Controversial opinion: I like House minority leader Nancy Pelosi. She’s smart, she’s liberal, she’s forward-thinking, she’s tough and she can take anything that people throw at her. If there’s a discussion about how Pelosi needs to step down, it’s a conversation that should be about her age (she’s 77) and how there’s a need to empower younger Democrats within the party caucus. The conversation should NOT be about how some Democratic bros have bought into this idea that Pelosi is the Hillary Clinton-esque “problematic” mommy-figure at the head of the party.
All of this Pelosi discussion is coming after Jon Ossoff’s electoral failure in the Georgia special election this week, a special election in which Republicans spent millions of dollars on ads tying Ossoff to Pelosi. As in, “why would Georgia vote for Jon Ossoff when he’ll be just like San Francisco Democrat Nancy Pelosi??” The GOP has been doing that for (literally) decades: tying candidates to Pelosi, making Pelosi a short-hand for “liberal/gay/tax-happy/whatever.” In the wake of Ossoff’s failure, the Democratic bros are running to Politico to complain about how mommy lost them the election! Because it’s easier to blame Pelosi than to blame: sh-tty voters in Georgia, the GOP, Donald Trump, Jon Ossoff himself, a baked-in culture of patriarchy and white supremacy, etc.
House Minority Leader Nancy Pelosi and other top Democrats put a brave face on Wednesday morning after a disappointing loss in the Georgia special election, yet there is no disguising the unhappiness in the party ranks. There is no challenge to Pelosi’s leadership, and none is going to happen at this point, said numerous Democrats. But it’s clear frustration is growing with the longtime Democratic leader following the extensive losses Democrats have suffered over the past half-decade.

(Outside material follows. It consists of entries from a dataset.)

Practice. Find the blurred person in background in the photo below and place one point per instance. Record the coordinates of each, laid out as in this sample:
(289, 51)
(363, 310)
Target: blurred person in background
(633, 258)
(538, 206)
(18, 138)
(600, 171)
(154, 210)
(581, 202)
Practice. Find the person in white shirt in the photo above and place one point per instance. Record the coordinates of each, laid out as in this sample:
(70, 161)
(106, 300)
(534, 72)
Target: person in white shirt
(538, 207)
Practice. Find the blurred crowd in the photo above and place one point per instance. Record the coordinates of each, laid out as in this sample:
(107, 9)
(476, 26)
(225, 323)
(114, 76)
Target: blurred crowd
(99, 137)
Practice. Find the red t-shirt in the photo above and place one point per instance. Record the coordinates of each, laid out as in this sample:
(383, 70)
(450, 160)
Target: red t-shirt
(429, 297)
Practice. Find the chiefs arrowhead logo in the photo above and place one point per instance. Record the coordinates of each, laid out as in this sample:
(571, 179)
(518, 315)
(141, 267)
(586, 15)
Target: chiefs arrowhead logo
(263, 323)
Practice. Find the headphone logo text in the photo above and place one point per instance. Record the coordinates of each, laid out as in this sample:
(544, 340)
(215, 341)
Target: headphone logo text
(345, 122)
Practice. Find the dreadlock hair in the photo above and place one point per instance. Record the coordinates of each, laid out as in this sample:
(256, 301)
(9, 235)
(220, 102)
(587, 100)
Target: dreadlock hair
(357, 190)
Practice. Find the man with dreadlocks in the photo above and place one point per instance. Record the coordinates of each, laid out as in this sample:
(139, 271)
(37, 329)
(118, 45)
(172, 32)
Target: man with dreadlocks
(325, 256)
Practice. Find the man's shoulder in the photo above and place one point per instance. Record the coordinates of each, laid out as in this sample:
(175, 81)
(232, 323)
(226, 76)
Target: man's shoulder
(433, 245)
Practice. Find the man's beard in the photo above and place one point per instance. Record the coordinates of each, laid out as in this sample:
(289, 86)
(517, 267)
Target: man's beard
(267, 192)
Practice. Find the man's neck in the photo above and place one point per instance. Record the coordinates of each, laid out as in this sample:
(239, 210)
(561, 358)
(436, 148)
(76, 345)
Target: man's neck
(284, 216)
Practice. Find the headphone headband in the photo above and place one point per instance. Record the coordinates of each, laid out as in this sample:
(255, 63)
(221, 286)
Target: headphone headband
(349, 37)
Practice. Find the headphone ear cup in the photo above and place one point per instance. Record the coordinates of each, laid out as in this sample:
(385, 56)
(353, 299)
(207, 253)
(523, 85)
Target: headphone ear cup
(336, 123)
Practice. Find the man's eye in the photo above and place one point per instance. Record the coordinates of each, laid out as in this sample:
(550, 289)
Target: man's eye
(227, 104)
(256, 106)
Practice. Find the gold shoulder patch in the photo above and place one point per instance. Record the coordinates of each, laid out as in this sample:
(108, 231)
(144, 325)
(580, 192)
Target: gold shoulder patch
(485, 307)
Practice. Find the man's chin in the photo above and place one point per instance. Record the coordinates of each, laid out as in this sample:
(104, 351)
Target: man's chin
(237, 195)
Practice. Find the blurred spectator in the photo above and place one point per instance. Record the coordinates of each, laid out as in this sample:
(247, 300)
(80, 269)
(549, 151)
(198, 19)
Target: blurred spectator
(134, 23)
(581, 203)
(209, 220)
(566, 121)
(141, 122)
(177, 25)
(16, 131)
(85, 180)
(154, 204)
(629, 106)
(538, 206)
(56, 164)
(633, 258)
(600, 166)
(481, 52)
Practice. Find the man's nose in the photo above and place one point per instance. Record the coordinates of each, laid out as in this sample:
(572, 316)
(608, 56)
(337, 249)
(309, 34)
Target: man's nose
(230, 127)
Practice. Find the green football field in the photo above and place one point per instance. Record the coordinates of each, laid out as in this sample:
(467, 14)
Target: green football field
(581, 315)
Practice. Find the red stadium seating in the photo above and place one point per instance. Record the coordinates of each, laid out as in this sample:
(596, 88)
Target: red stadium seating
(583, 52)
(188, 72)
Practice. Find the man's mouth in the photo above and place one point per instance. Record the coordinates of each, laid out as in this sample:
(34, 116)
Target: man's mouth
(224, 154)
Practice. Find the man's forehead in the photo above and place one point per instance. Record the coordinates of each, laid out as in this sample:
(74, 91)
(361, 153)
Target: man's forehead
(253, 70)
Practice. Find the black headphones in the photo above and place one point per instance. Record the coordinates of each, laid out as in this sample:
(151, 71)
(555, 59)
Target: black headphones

And the fact that Republicans spent millions of dollars on TV ads tying Democratic hopeful Jon Ossoff to Pelosi — and the brand of progressive policies she represents — shows that she will once again be an issue for Democratic challengers in the very districts that the party needs to win to make her speaker again. Some Democrats want to replace Pelosi atop their caucus, as they have since last November’s poor showing at the polls; they say there is no way to get back in the majority with her as their leader. And others who backed her in last year’s leadership challenge have now flipped their stance.
“I think you’d have to be an idiot to think we could win the House with Pelosi at the top,” said Rep. Filemon Vela (D-Texas), who supported Pelosi in her last leadership race. “Nancy Pelosi is not the only reason that Ossoff lost. But she certainly is one of the reasons.”
Rep. Kathleen Rice (D-N.Y.), who backed a challenge to Pelosi last year, said the results of the Ossoff race further underscore that Pelosi should let someone else take the reins.
“There comes a time when every leader has to say, ‘For the good of the order and for the betterment of the party, it’s time for me to step aside.’ And I wish that that would happen right now,” Rice said in an interview. “This is not a personal thing. I want to get back in the majority.”
Rep. Tim Ryan (D-Ohio), who challenged Pelosi for minority leader in November, wouldn’t comment directly whether she should step down, saying only, “My position hasn’t changed.”
“I think it’s very concerning that that tactic still has some punch,” Ryan said. “Again, it’s part of the broader national brand that average people don’t feel connected to the Democratic Party. Walk up the street and ask 10 people what the Democrats stand for, you’ll get 10 different answers. That’s no way to build a national party.”
If and when the Dems replace Pelosi, the GOP will just make the new leader into a liberal caricature, so why all the breast-beating? This is a disturbing trend within the Democratic party though, and it’s been filtering more and more into the mainstream conversations of the party, and I tend to think it’s connected to Bernie Sanders and his movement. I think the Democratic party – my party, by the way – has to contend with their own caucus of “angry white men” who behave like the He-Man Woman-Haters Club. They think Bernie’s angry-white-working-class economic populism is the way forward for the party. They don’t think women’s rights and women’s leadership are the future of the party.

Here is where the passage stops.